Navajo hoop dancer and healer Jones Benally has seen it all
FLAGSTAFF — Age is only a concept to Dine hoop dancer Jones Benally, who was born in an octagonal home on the Navajo reservation in the dirt floor/no water/no electricity days before birth certificates. He is still going strong today.
Two years ago, when he became the recipient of the first-ever “Hoop Dance Legacy Award” from Heard Museum, the press release noted that Benally was in his 90s and had been a hoop dancer for more than 75 years “traveling the world as a cultural ambassador sharing culture and song.”
Not much has changed. Recently he packed for a trip to the South by Southwest (SXSW) Music Festival in Austin, where he would sing and perform with family members as part of the group Sihasin or “Hope” in the Navajo language.
That concept of hope is part and parcel of who he is as a practitioner of Ho’zho, the Navajo Concept of Balance and Beauty.
“We need to work together, to take care of our planet and each other,” he said.
Benally has few performance worlds left to conquer after a lifetime of entertaining and educating audiences around the globe, so his participation at SXSW reflects his continuing love of performing — this time at a venue that attracts thousands as one of the largest and most influential music events of the year through nine days of music performed by over 2,000 acts.
Raised in traditional fashion among Navajo-speaking family members, Benally learned his dance basics from his father and grandfather.
“They were medicine men who did ceremonies and I was trained to help,” he said. “Hoops are a part of the healing ceremonies and when you learn to become a dancer who makes medicine to heal, that’s where I started.”
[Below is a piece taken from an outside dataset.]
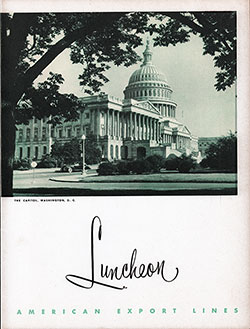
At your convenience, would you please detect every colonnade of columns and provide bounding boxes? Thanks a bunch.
[97,109,160,141]
[156,104,176,118]
[176,136,190,148]
[162,134,173,144]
Navajo dance is a sacred tradition encompassing a wide variety of forms, all of which are intended to heal the body, mind, or spirit.
“The ones that created human people gave this dance to us to help us get well,” Benally said. Presented outside a Navajo community audience, dances are modified for public viewing and the award-winning hoop dancer says while it is important for youth to learn the hoop dance for showing, “the dance is from our ceremony to release bad spirits from the body, that’s why the dance must be respected.”
Traditional healing was used to make people better long before there were doctors and hospitals, and Benally is credited for bringing tradition and technology together.
“We created a joint program 19 years ago for the Indian Health Service Hospital in Winslow, Arizona,” said Berta, his wife of 43 years. “Traditional healing often has a higher success rate than Western medicine, but some practitioners were charging too much, so we created a free service for people who would otherwise not be able to afford a medicine person.”
Because of recent policy changes, working directly with patients in government hospitals is no longer allowed.
“We’re trying to change the name to Traditional Medicine Counselor to continue our practices,” she said.
“The Creator helped us with technique and special medicines and early on, when no hospital was here, only the medicine men know what can heal people,” Benally said. “Even now in hospital, if they don’t know what’s wrong, they come see me to find out what can be done with herbs and body work. I am proud of myself to be able to work with my own people to help.”
Help is a key word in Benally’s lexicon.
“We are all brothers and sisters on this Earth,” Benally said. “People are similar throughout the world and we need to work together to solve problems. We need to carry on our culture, to take care of each other and our planet, not poison our atmosphere and our food. It’s not only our people, but others where people get sick and don’t know how they’re going to get well. We need to help one another, teach one another for a better way. That’s why I learned my ceremonies—to help people.”
In addition to his healing and hoop dancing prowess, Benally has had an acting career that brought him in contact with John Wayne and earned him a part as a featured singer in the film Geronimo.
“Movies were fun, not work," he said. "Just like playing around, you know?”
Regardless of his true chronological age, Jones Benally has seen a lot and done a lot over the years and like most elders, has some advice for Navajo youth.
“A lot of young people, they get educated, but still don’t know who they are, they lose their culture,” Benally said. “What we are doesn’t change. We need our ceremonies to restore our youth back into balance.”